Mérule : l’humidité aurait dû alerter les acquéreurs

Subtile mérule. Elle ne se voit pas à tous les coups, mais heureusement, elle laisse souvent quelques indices derrière elle. Dans cette affaire, aucun champignon n’avait été repéré lors du diagnostic. En revanche, l’opérateur avait relevé des taux d’humidité anormalement élevés et recommandé des investigations complémentaires. Des avertissements que les acquéreurs n’ont pas jugé utile de suivre. Ils peuvent aujourd’hui s’en mordre les doigts.

L’affaire a tout du cas d’école. C’est au moment d’engager des travaux, lors de la dépose de matériaux, que le champignon finit souvent par se révéler au grand jour. En l’occurrence, il s’agit d’un champignon lignivore de type mérule, découvert sur les poutres d’une arrière-cuisine moins d’un an après la vente.

Pour les acquéreurs, le diagnostiqueur intervenu quelques mois avant la signature de l’acte avait forcément commis une faute. Certes, il s’agissait d’un diagnostic termites, mais l’opérateur aurait dû, selon eux, signaler la présence du champignon. D’autant que le rapport mentionnait « aucune trace d’insecte ou de champignon ».

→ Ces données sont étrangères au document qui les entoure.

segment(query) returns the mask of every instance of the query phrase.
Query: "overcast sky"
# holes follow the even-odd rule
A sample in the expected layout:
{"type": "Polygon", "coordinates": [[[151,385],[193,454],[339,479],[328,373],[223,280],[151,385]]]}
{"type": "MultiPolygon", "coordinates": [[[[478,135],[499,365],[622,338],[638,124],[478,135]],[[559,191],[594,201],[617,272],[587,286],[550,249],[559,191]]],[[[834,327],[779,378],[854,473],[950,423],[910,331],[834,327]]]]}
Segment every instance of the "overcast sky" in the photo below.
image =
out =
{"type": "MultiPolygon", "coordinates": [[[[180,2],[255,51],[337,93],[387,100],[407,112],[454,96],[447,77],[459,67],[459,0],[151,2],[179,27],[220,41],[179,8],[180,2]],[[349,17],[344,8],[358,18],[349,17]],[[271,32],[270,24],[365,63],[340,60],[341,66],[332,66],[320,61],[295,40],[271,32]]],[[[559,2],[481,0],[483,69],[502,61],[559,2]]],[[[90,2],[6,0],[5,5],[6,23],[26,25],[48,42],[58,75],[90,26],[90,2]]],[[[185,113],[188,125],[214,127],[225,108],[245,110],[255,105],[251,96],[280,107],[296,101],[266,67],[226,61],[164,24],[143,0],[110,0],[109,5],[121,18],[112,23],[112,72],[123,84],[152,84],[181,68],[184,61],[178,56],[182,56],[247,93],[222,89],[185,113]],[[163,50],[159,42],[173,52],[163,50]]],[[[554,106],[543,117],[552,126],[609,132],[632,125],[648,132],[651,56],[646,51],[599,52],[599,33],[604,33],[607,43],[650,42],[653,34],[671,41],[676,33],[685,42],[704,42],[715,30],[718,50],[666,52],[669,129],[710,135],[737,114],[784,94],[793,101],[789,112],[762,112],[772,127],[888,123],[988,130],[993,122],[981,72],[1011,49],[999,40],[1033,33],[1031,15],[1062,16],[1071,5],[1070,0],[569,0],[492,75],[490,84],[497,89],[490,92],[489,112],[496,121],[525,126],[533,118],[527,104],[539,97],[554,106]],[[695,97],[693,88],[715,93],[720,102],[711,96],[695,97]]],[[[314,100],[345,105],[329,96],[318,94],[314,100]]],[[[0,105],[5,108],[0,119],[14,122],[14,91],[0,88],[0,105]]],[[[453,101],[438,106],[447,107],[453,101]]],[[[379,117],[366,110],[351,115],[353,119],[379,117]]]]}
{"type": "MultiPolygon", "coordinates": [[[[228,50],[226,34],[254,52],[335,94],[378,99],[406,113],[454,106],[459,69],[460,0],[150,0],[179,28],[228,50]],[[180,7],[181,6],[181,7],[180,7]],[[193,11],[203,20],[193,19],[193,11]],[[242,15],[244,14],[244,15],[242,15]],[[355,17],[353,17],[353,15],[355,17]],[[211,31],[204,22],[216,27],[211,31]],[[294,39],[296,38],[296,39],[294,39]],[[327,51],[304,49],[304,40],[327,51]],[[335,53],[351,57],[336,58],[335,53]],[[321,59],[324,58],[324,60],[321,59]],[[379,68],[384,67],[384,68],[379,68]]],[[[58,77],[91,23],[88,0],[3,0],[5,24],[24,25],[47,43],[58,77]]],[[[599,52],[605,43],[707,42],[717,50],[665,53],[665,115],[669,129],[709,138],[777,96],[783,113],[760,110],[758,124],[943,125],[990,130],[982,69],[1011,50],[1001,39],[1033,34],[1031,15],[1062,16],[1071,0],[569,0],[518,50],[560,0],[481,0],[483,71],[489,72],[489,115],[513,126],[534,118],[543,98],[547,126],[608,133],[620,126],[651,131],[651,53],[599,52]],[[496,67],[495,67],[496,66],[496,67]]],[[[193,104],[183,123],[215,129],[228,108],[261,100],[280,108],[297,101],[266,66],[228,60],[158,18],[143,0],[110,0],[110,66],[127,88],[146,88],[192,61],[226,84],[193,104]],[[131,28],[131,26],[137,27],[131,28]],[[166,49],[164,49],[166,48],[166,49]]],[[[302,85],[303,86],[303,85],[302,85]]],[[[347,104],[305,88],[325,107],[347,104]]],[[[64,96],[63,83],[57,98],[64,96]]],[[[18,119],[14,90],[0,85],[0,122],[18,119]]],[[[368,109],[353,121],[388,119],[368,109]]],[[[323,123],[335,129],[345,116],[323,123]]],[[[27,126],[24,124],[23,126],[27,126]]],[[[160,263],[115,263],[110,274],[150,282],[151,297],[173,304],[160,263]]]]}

Toute la question était donc de savoir si l’infestation était visible au moment du diagnostic. Pour l’expert judiciaire, la réponse est non. Les traces de mérule n’étaient pas apparentes lors de l’intervention et ce n’est qu’après la dépose du plafond en lattis de châtaignier et plâtre que le maître d’œuvre a découvert le champignon.

Des indices pourtant bien présents

Invisible, certes. Mais pas totalement imprévisible. Car dans son rapport, le diagnostiqueur avait pris soin de relever « des taux d’humidité relatifs supérieurs à la normale (…) à certains endroits de la maison » : au plafond de l’arrière-cuisine avec un taux de 32,8 %, mais aussi dans un débarras du deuxième étage où des traces de fuite d’eau avaient été observées, avec un taux atteignant 40 %.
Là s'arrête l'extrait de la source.